In 1580 namen aan die korte strijd tegen de Mechelse schuttersgilden eveneens geuzen direct onder kolonel Van den Tympel deel alsook diens Schotse huurlingen; in de nasleep zou voor zover me bekend ook hún kapitein William Stuart zijn soldaten wel correct beheerst hebben, wat we misschien aan Rathlin Castle danken. De Staatsen bestuurden dan de stad gedurende ruim vijf jaar en dat was voor velen alhier geen 'vijandig bewind'. Bovendien zullen als steeds genoeg twijfelende christenen zich bij de gevestigde macht aangesloten hebben, om meer dan één kerk of kapel te kunnen vullen. Maar onze geuzenkapel kan eventueel eerder al een rooms bestaan gekend hebben en in of na 1630 specifiek voor de beeweg gebruikt zijn (zie bijvoorbeeld dit nabij Dendermonde).

Wel Some, of het nu Norris was of de Staatsen of mijn schoonmoeder ... dat was niet het punt. Ik vond het een leuk idee van de pastoor om een knoert van een kapel voor de vitrien van een café te plakken. Prachtig gevonden!

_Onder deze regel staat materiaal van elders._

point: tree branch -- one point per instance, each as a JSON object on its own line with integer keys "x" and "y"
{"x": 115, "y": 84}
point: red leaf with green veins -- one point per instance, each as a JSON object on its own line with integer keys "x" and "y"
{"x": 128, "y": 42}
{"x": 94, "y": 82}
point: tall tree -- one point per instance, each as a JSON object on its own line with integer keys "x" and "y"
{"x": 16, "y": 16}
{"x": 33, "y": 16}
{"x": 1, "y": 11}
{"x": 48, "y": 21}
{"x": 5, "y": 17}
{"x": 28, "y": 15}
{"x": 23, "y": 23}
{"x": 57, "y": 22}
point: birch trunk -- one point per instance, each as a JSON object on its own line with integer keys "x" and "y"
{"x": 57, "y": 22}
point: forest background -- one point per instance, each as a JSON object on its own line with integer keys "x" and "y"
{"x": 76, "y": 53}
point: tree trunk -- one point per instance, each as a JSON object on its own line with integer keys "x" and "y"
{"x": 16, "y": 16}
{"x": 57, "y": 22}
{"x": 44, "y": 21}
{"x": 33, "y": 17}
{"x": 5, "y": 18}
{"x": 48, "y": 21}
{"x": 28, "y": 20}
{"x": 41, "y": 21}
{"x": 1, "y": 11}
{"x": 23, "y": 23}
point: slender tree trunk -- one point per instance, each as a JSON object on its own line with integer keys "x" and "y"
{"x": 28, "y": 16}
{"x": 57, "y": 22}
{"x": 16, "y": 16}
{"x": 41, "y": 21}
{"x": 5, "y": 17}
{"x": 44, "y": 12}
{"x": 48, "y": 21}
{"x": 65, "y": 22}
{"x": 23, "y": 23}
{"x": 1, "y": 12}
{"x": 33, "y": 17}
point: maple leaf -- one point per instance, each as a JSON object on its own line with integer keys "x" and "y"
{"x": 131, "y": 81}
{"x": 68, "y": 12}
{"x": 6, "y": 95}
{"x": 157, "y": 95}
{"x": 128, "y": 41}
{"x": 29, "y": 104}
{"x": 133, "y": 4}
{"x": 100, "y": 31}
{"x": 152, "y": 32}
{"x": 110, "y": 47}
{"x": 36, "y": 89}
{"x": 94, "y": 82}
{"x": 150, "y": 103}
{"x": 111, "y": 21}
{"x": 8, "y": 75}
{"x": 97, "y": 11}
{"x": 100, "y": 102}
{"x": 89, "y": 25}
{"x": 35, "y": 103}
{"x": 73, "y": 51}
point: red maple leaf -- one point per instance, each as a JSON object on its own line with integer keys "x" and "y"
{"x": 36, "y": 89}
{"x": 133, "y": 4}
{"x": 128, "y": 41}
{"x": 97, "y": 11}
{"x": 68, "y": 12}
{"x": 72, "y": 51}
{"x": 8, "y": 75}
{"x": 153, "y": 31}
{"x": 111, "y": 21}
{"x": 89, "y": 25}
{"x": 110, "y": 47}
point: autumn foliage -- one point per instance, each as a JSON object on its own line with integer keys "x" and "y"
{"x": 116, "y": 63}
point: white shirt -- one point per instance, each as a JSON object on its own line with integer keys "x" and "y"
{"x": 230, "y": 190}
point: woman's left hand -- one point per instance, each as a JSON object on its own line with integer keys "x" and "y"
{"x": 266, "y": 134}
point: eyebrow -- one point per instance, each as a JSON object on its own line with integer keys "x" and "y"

Sorry Luc, maar ik zie geen reden om te veronderstellen dat er in 1630 al een café zou geweest zijn: slechts een statie van de beeweg en een geuzenkapel. Als zulke grap bedoeld werd, was dat door de eerste cafébaas. Dat net die statie niet naar de kerkmuur verhuisde, als daar al geen normale reden voor zou geweest zijn en als het een beslissing was van de pastoor, was die m.i. een zielepoot. 3:-)

Als het je eigenlijk niet interesseert wie voor een door jou opgerakeld kwaad verantwoordelijkheid is, hoef je de schuld niet in de schoenen van je schoonmoeder of andere populistisch verguisden te schuiven. Ik dacht dat dit al voor het midden van de 20e eeuw overduidelijk werd. Cru maar wel waar.